In our recent paper in Current Biology,1 we studied the role of social learning in female mating preferences in an invertebrate, Drosophila melanogaster. Our results showed surprisingly that in an invertebrate, tactics of female mate choice fulfill three of the four criteria that demonstrate that a trait is transmitted culturally.
Our first two-choice experiment showed that social information can affect female preference for poor condition males. Females naturally tend to prefer good over poor condition males. However, that preference can be modified by manipulating the apparent mating success of the poor condition male. After having had the opportunity to witness a poor condition male mating with a model female, while a good condition male remained alone, 24 hours later virgin prospector females increase the proportion of time they spend near the poor condition male. Male mating success thus constitutes public information35 that can influence a young prospector female’s associative preference for a poor condition male. This social influence lasted for at least 24 hours, which comprises a substantial proportion of a fruit fly’s life.

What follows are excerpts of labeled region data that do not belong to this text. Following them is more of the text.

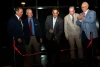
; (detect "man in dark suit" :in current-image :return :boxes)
[8,7,25,67]
[45,8,63,64]
[23,8,42,66]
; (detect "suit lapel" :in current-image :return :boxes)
[86,10,89,16]
[50,16,53,29]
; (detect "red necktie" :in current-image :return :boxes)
[30,19,32,36]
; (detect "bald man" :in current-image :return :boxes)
[77,2,98,65]
[64,6,83,60]
[23,8,42,66]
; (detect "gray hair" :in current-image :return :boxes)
[82,2,89,7]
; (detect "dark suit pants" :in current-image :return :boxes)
[47,40,60,64]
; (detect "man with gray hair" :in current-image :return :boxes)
[76,2,98,65]
[23,8,42,66]
[64,6,83,61]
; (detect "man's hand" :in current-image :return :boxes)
[40,38,43,43]
[77,14,84,20]
[49,29,53,34]
[18,38,22,43]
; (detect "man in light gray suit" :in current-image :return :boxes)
[77,2,98,65]
[64,6,83,61]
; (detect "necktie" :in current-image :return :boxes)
[83,12,86,17]
[72,15,74,23]
[30,19,32,36]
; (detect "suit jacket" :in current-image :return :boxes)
[45,15,63,43]
[64,13,80,37]
[77,10,98,40]
[8,15,23,43]
[23,18,42,44]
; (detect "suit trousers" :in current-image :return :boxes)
[68,35,83,59]
[26,36,41,66]
[12,42,26,67]
[82,31,97,64]
[46,40,60,65]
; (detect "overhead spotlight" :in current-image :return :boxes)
[21,2,26,5]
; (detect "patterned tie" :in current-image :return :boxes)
[72,15,74,23]
[30,19,32,36]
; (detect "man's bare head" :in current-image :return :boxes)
[81,2,89,12]
[69,6,75,15]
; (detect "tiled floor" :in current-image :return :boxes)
[0,46,100,67]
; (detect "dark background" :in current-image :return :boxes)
[0,0,100,65]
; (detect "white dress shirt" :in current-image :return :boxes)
[15,14,23,29]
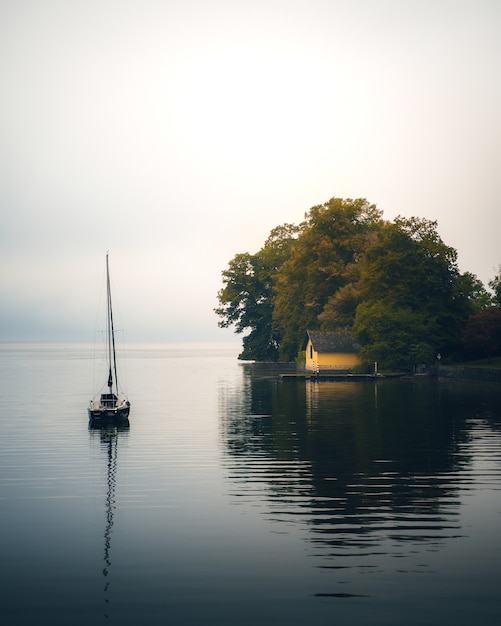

Our second experiment used artificial phenotypic variation whereby males were dusted with green or pink powder to study the role of social information on male mating success. We first presented green and pink males to a prospector virgin female and found no significant preference for copulating with males of either color. We then, through a glass partition, showed a prospector female a green male with a virgin female. Because virgin females rapidly copulate with the first male they encounter, this treatment provided positive public information about green males. Then in the next hour we showed a pink male with a recently mated female. Because recently mated females systematically reject males, this provided negative public information about the pink male. These trials were repeated with males of reversed male colors. We repeated this sequence three times and then presented the prospector female with a dyad of new green and pink males and recorded the male with which she copulated. When, during the demonstration, the glass partition was opaque so that the prospector female could not see the demonstration, the prospector female was equally likely to copulate with the green or pink male. However, when the glass partition was transparent, we found that the prospector female copulated significantly more often with the type of male she had seen copulating than with the type she had seen being rejected by other females.
Altogether our experiments provide the first evidence that female invertebrate can perform mate copying. More surprisingly, they also show that female mating preferences are at least partly socially learned (Criterion 1 of culture), that this influence lasts for a significant portion of a female’s lifespan (Criterion 3), and that Drosophila females are able to extract general rules from the observation of specific situations (e.g., green are better than pink males; Criterion 4). Hence female sexual preference in Drosophila fulfills three of the four criteria of cultural transmission.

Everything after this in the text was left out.